Häufig gestellte Fragen

Kann ich die Förderung auch nach Einbau noch beantragen?

Nein, der Antrag muss zwingend vor Maßnahmenbeginn gestellt werden. Nach Beauftragung oder Kauf verfällt der Förderanspruch komplett.

Werden auch Alarmanlagen ohne mechanische Sicherung gefördert?

Nein, reine elektronische Überwachung ist nicht förderfähig. Alarmanlagen werden nur bezuschusst, wenn sie zusammen mit mechanischen Maßnahmen wie Türsicherungen installiert werden.

Wie lange dauert es von Antrag bis Auszahlung?

Rechne mit insgesamt 3 bis 6 Wochen für die Zusage und weiteren 4 bis 8 Wochen nach Einreichung der Nachweise bis zur Überweisung – also insgesamt 2 bis 3 Monate.

Kann ich KfW-Förderung und steuerliche Absetzung kombinieren?

Ja, aber nur für verschiedene Kostenbestandteile. Die KfW fördert Material und Einbau, steuerlich absetzbar sind nur die Arbeitskosten – eine Doppelförderung derselben Kosten ist ausgeschlossen.

Gibt es die Förderung auch für Ferienwohnungen oder Gewerbeimmobilien?
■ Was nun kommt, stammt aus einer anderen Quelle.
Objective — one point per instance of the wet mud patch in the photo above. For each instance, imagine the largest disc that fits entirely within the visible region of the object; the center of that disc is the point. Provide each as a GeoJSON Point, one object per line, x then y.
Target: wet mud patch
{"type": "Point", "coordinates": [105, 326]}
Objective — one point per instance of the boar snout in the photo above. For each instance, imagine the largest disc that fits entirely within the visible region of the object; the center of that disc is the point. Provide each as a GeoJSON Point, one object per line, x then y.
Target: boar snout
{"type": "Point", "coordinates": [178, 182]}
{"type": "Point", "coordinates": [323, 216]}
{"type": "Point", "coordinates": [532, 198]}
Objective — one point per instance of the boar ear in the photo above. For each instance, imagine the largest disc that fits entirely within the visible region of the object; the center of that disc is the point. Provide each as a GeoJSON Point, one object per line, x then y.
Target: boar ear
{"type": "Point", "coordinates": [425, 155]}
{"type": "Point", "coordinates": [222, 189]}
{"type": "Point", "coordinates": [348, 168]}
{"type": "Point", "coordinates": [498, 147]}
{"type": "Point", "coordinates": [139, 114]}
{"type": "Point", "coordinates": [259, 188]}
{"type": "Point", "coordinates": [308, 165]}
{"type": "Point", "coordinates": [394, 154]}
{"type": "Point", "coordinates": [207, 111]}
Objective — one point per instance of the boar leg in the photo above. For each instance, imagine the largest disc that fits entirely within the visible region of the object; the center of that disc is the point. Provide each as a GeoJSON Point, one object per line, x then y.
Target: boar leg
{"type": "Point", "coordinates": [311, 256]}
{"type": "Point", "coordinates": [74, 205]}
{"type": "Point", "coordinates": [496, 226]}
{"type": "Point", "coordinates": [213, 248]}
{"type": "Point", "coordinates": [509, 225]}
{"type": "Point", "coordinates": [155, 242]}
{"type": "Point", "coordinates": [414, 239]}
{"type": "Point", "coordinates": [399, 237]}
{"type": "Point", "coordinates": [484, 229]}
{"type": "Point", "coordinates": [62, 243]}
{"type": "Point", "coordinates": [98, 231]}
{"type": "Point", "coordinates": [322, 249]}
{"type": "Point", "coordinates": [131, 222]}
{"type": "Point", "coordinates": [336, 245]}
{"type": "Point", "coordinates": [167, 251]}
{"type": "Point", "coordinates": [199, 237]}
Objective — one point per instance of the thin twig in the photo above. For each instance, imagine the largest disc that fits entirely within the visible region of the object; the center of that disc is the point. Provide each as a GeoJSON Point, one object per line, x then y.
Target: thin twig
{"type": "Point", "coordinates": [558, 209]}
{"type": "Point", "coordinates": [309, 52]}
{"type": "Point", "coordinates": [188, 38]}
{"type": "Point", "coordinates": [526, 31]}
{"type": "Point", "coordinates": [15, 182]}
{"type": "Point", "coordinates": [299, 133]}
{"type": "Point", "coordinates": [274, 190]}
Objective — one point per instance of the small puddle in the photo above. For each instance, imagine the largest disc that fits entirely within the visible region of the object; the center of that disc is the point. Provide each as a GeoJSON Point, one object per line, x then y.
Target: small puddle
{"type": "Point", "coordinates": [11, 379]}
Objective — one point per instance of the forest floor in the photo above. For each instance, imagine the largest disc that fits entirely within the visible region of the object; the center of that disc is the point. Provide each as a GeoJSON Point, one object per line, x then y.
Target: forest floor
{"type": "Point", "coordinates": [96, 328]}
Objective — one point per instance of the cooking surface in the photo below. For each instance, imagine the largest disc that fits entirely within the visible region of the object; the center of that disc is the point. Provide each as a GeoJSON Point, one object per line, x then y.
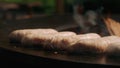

Die KfW-Förderung 455-E gilt nur für privat genutzte Wohneinheiten. Ferienwohnungen oder gewerblich genutzte Räume sind vom Programm ausgeschlossen.

Fazit

Die KfW-Förderung für Einbruchschutz ist eine der attraktivsten staatlichen Hilfen, wenn du dein Zuhause absichern möchtest. Mit bis zu 1.600 Euro Zuschuss und zusätzlichen regionalen Programmen kannst du einen erheblichen Teil der Investition zurückholen. Entscheidend ist das richtige Timing: Antrag vor Beauftragung ist Pflicht. Plane mindestens 3 Monate Vorlauf ein und bündele mehrere Maßnahmen, um die 20-Prozent-Förderquote zu erreichen. Prüfe parallel, ob deine Kommune eigene Zuschüsse bietet – in Kombination mit der steuerlichen Absetzung kannst du im besten Fall deutlich über 2.000 Euro sparen. Lass dich von zertifizierten Fachbetrieben beraten, vergleiche Angebote und starte am besten im ersten Quartal 2026, wenn die Fördertöpfe noch gut gefüllt sind.